Big Data spans three dimensions:
- Variety – Big Data extends beyond structured data including unstructured data of all varieties: text, audio, video, click streams, log files, and more.
- Velocity – Often time-sensitive, Big Data must be used as it is streaming into an enterprise in order to maximize its value to a business.
- Volume – Big Data comes in one size: large. Enterprises are awash with data, easily amassing terabytes and even petabytes of information.
When Big Data is stored, it aggregates a lot of redundant data. Data de-duplication is an effective way to get rid of redundant data. A de-duplication system identifies and eliminates duplicate blocks of data and hence significantly reduces physical storage requirements.
Calsoft has helped ISVs in developing data de-duplication solutions that protect a wide range of environments right from small distributed offices to the largest enterprise data centers.
Types of De-duplication:
- File-level de-duplication – Commonly referred to as Single-Instance Storage (SIS), file-level data de-duplication compares a file to be backed up or archived with those already stored by checking its attributes against an index. If the file is unique, it is stored and the index is updated; if not, only a pointer to an existing file is stored. The result is only one instance of a file is saved and subsequent copies are replaced with a “stub” that points to the original file.
- Block-level deduplication – Block-level data de-duplication operates on the sub-file level. As its name implies, the file is typically broken down into segments i.e. chunks or blocks, that are examined for redundancy vs. previously stored information.

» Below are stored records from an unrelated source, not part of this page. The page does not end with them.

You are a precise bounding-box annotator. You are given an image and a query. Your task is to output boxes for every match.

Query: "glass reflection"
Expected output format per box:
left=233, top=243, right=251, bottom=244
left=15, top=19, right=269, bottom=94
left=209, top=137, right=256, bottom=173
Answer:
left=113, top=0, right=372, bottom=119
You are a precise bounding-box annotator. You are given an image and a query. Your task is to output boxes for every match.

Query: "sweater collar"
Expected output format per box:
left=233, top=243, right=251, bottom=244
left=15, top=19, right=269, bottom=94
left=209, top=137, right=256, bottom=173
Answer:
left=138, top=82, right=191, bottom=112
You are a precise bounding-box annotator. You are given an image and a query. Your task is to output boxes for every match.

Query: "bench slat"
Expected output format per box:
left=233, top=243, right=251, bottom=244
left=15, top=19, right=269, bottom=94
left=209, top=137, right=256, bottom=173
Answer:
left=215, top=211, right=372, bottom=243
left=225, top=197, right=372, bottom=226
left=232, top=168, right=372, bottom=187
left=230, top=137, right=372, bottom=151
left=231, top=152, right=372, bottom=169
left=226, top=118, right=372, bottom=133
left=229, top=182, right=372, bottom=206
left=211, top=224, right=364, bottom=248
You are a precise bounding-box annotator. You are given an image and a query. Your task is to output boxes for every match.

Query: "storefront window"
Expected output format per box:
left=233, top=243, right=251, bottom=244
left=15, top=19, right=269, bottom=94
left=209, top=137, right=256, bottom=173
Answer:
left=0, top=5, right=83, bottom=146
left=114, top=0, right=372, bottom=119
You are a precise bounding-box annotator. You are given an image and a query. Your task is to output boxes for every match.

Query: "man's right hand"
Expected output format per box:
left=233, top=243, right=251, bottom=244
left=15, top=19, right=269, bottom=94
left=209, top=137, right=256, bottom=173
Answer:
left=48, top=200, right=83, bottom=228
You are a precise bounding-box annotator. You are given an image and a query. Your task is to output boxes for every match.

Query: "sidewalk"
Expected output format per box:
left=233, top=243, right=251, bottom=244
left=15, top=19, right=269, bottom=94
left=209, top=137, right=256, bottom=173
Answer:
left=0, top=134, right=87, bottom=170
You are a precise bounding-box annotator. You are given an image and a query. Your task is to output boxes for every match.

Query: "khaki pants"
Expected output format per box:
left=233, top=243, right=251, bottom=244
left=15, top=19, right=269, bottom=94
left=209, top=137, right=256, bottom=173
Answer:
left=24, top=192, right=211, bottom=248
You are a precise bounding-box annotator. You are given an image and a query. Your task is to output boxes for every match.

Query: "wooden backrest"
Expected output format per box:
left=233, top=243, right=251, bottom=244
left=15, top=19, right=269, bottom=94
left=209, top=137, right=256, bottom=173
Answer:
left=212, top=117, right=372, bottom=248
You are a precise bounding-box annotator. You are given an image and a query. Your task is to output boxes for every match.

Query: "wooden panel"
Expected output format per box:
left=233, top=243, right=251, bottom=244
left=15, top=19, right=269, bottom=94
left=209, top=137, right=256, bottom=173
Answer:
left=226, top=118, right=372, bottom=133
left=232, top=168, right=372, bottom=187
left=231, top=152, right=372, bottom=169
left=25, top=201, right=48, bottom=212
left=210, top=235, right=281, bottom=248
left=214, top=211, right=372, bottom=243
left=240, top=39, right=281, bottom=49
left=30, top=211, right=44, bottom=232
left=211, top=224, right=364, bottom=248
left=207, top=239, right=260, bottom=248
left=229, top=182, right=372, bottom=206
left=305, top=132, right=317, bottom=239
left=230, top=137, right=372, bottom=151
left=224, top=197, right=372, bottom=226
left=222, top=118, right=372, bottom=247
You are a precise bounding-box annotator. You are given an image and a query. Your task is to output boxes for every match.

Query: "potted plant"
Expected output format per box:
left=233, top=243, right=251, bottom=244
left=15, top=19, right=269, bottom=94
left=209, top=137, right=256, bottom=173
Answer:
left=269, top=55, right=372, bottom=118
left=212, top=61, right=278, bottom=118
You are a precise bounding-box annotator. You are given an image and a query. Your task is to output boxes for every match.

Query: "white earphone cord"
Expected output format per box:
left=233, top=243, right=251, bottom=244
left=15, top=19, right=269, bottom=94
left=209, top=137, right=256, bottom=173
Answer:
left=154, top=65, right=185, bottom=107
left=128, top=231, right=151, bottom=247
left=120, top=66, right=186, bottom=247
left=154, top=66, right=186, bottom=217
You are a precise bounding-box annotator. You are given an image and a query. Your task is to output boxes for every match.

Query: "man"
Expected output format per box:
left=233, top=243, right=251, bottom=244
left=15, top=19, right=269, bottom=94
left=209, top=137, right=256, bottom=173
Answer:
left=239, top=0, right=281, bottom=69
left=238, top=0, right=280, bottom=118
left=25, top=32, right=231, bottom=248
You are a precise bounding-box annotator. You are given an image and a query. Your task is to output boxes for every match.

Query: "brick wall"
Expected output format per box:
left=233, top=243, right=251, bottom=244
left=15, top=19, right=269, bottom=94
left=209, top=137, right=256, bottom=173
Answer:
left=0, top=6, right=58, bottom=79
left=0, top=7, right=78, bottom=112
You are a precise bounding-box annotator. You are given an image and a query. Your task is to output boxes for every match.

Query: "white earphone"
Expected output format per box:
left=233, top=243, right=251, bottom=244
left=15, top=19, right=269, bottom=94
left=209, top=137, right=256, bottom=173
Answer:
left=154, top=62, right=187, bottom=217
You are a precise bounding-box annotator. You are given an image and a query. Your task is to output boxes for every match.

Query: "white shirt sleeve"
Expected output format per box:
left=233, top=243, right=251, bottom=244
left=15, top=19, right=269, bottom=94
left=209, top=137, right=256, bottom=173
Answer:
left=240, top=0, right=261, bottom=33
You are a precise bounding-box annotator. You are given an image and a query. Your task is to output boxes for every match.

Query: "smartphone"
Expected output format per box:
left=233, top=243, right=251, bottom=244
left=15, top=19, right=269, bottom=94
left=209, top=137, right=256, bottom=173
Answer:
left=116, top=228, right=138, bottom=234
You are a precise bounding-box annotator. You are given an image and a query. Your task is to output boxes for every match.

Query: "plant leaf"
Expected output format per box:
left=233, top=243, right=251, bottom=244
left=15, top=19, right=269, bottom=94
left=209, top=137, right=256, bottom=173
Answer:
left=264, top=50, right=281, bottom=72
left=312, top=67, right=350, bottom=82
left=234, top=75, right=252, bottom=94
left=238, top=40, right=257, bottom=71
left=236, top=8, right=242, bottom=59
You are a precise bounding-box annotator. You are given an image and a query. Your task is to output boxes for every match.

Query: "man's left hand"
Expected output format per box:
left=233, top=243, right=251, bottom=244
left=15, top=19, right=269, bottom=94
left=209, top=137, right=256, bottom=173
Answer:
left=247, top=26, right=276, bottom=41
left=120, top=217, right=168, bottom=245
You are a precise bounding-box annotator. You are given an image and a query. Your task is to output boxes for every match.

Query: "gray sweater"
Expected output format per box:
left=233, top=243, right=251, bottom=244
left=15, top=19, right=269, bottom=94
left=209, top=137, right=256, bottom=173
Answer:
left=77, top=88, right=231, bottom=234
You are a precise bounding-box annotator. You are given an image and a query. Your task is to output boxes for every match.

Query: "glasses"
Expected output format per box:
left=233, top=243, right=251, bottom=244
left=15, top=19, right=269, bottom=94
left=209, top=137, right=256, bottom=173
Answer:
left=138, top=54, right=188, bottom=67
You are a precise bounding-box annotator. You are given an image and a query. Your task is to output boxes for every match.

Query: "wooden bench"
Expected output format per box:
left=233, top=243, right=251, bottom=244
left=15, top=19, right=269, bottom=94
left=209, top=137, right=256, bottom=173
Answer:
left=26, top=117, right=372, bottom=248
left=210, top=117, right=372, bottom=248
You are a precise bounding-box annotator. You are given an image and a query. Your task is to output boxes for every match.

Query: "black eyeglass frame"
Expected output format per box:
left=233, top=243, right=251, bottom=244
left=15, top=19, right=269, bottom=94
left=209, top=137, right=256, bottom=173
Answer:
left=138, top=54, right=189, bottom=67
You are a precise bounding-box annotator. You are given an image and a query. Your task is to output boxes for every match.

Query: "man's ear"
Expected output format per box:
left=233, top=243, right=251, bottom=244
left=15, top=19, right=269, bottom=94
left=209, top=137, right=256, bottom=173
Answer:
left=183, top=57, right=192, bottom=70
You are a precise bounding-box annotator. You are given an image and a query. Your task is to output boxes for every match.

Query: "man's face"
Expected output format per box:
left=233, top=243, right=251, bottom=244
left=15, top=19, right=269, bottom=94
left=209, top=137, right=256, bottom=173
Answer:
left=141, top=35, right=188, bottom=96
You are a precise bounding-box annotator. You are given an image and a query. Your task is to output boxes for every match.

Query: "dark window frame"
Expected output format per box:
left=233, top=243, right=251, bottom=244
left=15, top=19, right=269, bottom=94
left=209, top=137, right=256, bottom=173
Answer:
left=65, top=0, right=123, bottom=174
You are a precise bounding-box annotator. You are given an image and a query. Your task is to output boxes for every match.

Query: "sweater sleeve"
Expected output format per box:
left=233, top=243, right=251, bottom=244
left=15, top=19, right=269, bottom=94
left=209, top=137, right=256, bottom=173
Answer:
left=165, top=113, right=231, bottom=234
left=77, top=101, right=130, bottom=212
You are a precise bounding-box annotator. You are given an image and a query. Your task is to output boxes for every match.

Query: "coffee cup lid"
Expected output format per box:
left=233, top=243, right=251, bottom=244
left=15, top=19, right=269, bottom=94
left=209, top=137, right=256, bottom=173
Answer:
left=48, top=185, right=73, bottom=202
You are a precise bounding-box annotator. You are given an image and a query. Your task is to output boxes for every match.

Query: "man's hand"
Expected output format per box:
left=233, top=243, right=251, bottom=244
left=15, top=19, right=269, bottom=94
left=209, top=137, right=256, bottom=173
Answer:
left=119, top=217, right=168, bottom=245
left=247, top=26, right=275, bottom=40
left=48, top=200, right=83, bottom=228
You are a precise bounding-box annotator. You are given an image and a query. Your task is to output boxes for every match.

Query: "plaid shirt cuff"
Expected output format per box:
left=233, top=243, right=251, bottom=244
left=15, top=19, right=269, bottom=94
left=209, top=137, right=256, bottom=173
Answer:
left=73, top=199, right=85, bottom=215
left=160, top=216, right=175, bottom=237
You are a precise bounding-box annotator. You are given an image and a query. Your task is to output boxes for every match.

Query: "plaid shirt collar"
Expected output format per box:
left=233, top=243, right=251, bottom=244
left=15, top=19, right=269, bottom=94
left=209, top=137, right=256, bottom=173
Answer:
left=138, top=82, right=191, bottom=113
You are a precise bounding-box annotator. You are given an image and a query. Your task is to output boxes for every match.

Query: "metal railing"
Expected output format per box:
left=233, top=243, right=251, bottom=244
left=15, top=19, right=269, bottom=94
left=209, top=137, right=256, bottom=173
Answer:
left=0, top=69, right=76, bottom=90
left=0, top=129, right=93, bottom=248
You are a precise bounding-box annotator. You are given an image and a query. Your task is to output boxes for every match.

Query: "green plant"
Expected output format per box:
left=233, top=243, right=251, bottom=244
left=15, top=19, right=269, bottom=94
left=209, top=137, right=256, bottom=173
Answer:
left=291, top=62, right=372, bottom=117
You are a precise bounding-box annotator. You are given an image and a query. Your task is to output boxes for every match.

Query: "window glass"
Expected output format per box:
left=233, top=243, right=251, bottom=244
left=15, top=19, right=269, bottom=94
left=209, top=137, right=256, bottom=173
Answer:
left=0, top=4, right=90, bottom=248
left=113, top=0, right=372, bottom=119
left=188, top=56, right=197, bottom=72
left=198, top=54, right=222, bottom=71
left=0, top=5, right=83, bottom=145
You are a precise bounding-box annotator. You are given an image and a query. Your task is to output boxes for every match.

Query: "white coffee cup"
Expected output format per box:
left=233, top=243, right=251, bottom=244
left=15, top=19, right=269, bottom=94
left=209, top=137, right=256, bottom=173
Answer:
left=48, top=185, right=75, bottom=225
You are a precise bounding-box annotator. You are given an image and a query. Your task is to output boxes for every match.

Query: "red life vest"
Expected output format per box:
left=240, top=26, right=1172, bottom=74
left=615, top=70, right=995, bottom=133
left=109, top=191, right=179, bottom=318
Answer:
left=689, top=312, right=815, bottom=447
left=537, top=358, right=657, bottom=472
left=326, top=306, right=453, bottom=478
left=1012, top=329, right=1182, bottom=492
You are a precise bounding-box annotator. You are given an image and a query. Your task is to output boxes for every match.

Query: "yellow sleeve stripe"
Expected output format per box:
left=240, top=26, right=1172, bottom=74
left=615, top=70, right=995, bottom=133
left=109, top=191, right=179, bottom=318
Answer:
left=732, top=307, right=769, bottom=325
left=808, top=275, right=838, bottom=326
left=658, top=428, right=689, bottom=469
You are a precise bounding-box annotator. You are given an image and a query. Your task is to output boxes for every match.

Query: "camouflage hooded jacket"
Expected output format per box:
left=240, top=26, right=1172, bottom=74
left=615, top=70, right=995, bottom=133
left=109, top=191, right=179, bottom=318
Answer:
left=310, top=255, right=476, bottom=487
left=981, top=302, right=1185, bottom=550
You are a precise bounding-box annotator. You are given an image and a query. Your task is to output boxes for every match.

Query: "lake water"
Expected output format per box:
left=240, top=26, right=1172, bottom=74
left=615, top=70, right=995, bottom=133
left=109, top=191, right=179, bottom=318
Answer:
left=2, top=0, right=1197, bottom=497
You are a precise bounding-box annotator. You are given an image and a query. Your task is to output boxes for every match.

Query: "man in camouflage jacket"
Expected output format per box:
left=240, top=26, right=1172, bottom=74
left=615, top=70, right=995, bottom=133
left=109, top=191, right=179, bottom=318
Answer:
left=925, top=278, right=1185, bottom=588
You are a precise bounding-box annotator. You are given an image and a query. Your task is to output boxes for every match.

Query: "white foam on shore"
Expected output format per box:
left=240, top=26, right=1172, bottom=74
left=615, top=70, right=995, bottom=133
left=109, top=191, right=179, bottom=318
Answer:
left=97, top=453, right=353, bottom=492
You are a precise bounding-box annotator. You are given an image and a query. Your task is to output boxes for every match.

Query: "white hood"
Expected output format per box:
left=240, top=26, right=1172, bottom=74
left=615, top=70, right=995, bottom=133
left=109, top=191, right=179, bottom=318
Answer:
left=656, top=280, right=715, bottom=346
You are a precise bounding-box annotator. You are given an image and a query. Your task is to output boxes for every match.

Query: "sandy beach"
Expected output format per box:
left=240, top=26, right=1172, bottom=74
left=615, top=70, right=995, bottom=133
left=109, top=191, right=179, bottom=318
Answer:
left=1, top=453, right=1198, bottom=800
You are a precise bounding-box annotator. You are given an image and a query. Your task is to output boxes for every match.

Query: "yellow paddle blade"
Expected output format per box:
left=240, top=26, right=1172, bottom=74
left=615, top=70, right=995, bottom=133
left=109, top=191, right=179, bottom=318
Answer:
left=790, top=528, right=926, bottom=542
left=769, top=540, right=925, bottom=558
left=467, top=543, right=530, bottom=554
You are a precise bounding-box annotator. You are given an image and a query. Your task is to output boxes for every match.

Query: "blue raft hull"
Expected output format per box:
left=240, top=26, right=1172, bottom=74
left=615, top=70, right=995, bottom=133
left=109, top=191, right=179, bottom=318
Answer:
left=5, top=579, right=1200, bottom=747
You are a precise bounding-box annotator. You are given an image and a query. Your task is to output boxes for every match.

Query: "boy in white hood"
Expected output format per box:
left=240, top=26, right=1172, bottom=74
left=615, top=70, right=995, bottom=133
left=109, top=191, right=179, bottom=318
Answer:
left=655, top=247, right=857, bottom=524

Comparison: File-Level & Block-Level Data De-duplication
|Sr. No.||File Level deduplication||Block Level deduplication|
|1.||Save the entire file a second time||Save the changed blocks between one version of the file and the next|
|2.||Indexes are significantly smaller, which takes less computational time when duplicates are being determined||Indexes are larger, hence it takes more computational time when duplicates are being determined|
|3.||Backup performance is less affected by the deduplication process||Backup performance is significantly affected by the deduplication process|
|4.||Requires less processing power due to the smaller index and reduced number of comparisons||Require more processing power due to larger index and higher number of comparisons|
|5.||Store unique files and pointers to existing unique files there is less to reassemble||Require “reassembly” of the chunks based on the master index|
Target or Source-based data de-duplication
- Target Based Data De-duplication – Target-based de-duplication acts on the target data storage media. In this case, the client-server is unmodified and not aware of any de-duplication. The de-duplication engine can be embedded in the hardware array, which can be used as NAS/SAN device with de-duplication capabilities. Alternatively, it can also be offered as an independent software or hardware appliance which acts as an intermediary between the backup server and storage arrays.
- Source-Based Data De-duplication – Source-based de-duplication acts on the data at source before it is moved. A de-duplication aware backup agent is installed on the server which backs up only unique data. The result is improved bandwidth and storage utilization. But this imposes an additional computational load on the backup client.